What should I know about children and epilepsy medicine?
If your child is taking medicine, you can work with your child's doctor to make sure your child is taking the medicine correctly. Some things to be attentive to include the following:
- Learn the schedule for the medicine (how many times a day to take it, whether it should be taken with food, etc.).
- Find out what to do if your child forgets to take a dose of medicine.
- Know if any of the medicines require blood tests.
- Be aware of the potential side effects of the medicines and what to do about them.
- Ask the doctor what to do if your child is ill and/or has a fever. (Fever sometimes brings on seizures.)
- Make sure your child's school knows that he or she takes epilepsy medicine, and that arrangements are made for him or her to take it at school (if necessary).

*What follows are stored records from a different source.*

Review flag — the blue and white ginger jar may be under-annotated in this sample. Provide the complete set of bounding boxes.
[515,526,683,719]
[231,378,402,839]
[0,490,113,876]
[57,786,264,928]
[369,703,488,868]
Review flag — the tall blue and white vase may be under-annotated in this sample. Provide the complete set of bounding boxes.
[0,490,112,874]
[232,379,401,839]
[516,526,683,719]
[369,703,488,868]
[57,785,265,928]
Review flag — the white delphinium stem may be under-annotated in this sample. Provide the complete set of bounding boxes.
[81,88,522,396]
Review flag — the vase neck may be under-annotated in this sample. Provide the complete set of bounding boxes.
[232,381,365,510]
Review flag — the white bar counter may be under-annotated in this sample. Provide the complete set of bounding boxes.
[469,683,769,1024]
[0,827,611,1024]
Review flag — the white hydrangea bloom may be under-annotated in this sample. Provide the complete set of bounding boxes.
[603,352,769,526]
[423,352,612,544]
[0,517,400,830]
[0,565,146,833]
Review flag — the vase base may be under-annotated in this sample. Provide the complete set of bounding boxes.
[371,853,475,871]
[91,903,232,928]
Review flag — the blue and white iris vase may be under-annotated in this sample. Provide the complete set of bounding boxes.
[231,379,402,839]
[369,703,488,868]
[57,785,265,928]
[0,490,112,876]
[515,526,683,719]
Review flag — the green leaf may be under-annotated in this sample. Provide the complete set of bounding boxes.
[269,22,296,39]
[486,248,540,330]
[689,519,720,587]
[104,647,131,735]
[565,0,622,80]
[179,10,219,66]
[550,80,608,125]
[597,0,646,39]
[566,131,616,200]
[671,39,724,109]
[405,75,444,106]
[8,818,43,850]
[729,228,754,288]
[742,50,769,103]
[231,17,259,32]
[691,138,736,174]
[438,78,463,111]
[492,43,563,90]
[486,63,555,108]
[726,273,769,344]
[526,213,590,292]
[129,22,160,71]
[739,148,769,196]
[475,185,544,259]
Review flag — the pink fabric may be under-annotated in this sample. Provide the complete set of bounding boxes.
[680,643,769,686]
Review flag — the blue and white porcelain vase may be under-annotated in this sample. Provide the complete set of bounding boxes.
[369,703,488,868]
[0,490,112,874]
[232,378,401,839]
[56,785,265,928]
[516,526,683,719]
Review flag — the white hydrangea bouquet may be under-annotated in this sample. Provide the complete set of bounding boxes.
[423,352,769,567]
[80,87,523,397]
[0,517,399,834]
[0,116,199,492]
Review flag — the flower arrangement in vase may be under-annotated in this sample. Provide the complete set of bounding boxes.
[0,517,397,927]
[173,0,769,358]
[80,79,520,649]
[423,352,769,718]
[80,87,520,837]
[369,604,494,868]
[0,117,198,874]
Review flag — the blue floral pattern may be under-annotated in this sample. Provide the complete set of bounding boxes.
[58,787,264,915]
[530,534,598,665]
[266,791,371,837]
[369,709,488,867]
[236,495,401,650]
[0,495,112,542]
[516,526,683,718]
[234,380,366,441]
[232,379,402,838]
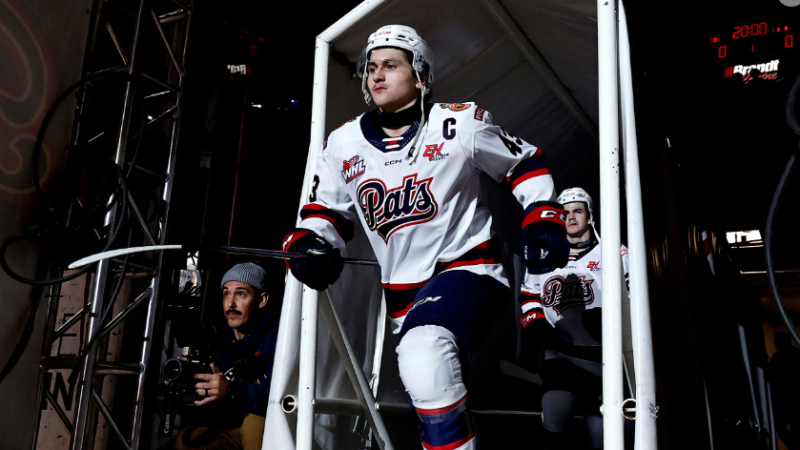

- Make sure the school has a seizure rescue plan in place.
What else can I do to protect my child?
Every child with seizures is different. Recommendations for activities need to take into account the seizure severity and cognitive (intellectual) abilities of the child:
- Your child can ride a bike or rollerblade whenever the seizures are well-controlled, but always needs to wear a helmet.
- Climbing is not recommended for children with seizures.
- Monitor your child anytime he or she is near water, whether at home or outside.
- Your child can participate in team sports and school camps as long as his/her seizures are well-controlled and the coach is aware that the child has epilepsy. Football is not recommended because of the risk for head injuries.
- Your teenager child should not drive if he/she is having seizures. Diving recommendations vary from state to state, so check with your physician or Bureau of Motor Vehicles.
- Your child should not sleep in the top bed on a bunk bed.